Les quatre jeunes Sénégalais et leur collègue Guinéen semblent comprendre le français, mais ils le parlent plus difficilement, balbutiant à grand peine quelques mots timides loin du micro. Le dernier prévenu, venu du Bangladesh, a besoin d'un interprète. Lors de la perquisition, les policiers ont découvert sur eux une véritable panoplie européenne de cartes d'identité : belge, italienne, espagnole ou portugaise. La présidente tente de savoir comment ils ont pu se procurer ces faux documents, payés entre 300 et 800 €. Avec versement possible en deux fois : un premier règlement pour faciliter l'embauche, un autre après le versement du salaire, rapporte l'ancien cuisinier bengali. Le Parquet retient que chacun s'est débrouillé de son coté pour accéder à ces indispensables sésames pour travailler. Une manière implicite de disculper l'employeur, lui même venu du 93, des soupçons d'avoir fomenté lui-même la fraude. Le restaurateur, d'origine asiatique, s'est toujours présenté comme « victime » d'un trafic organisé de faux-papiers. « Je dormais dans la rue.

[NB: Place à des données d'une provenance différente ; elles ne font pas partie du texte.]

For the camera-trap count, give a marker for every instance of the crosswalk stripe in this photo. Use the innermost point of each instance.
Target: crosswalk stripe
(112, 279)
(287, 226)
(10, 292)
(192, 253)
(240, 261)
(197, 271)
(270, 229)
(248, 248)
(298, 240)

J'ai donné ma photo à quelqu'un rencontré à Barbès et deux semaines après, j'avais ma carte d'identité », raconte un africain « italien ». Un autre a expliqué aux policiers qu'on lui a proposé ce précieux document dans un Leroy-Merlin de la région parisienne.

L'un des anciens salariés disposait même d'un passeport en bonne et due forme. « Vous saviez donc qu'on ne trouve pas ces papiers dans un magasin de bricolage », s'étonne la présidente du tribunal. Au moment de détailler la situation personnelle de chacun, surprise : tous ces « clandestins » albigeois ont retrouvé un travail dans le département. Grâce à la CGT, trois d'entre eux viennent de décrocher un job dans l'abattoir Bigard de Castres, le plus important du Tarn. Deux autres empilent désormais les tuiles sur les toits comme couvreurs, un dernier travaille dans une pizzeria d'Albi. Deux anciens salariés du grand buffet asiatique sont pourtant visés depuis l'inspection inopinée par une OQTF (obligation de quitter le territoire). Le tribunal administratif a été saisi en parallèle. Mais tous ont un casier judiciaire vide, s'est assurée la présidente du tribunal d'Albi.

« Je réclame une justice équitable », dit l'ancien salarié bengali, s'excusant par la voix de son interprète d'avoir commis un « délit » considéré comme purement formel. « Je respecte les lois de la France, tout ce que je veux, c'est travailler pour aider ma mère, malade, restée au Bangladesh », assure-t-il. Un Sénégalais rapporte qu'il dormait « à la rue » lorsqu'il est arrivé à Paris. Dès l'ouverture de l'audience, leur avocat avait réclamé des peines « adaptées à ce qu'ils ont vécu ». L'un après l'autre, les six mis en cause, dont deux se déclarent pères de famille, reconnaissent avoir utilisé des documents administratifs frauduleux. Ils balbutient des excuses, contrits comme des gamins pris la main dans le pot de confiture. Leur défenseur plaide « l'état de nécessité » : impossible de trouver du travail sans papiers. « Qui est le véritable bénéficiaire », demande Me Gosset ?

Le Parquet d'Albi semble avoir retenu la demande de modération de leur défenseur. Stéphanie Bazart réclame la peine prévue par le Code Pénal : trois mois de prison, assortis de peines de sursis simple, « à titre d'avertissement ». Le tribunal a mis sa décision en délibéré au 12 décembre. D'ici là, la CGT qui avait rassemblé un petit comité de soutien sous la pluie devant l'entrée du tribunal, annonce son intention de déposer une plainte devant les Prud'hommes visant l'ancien employeur.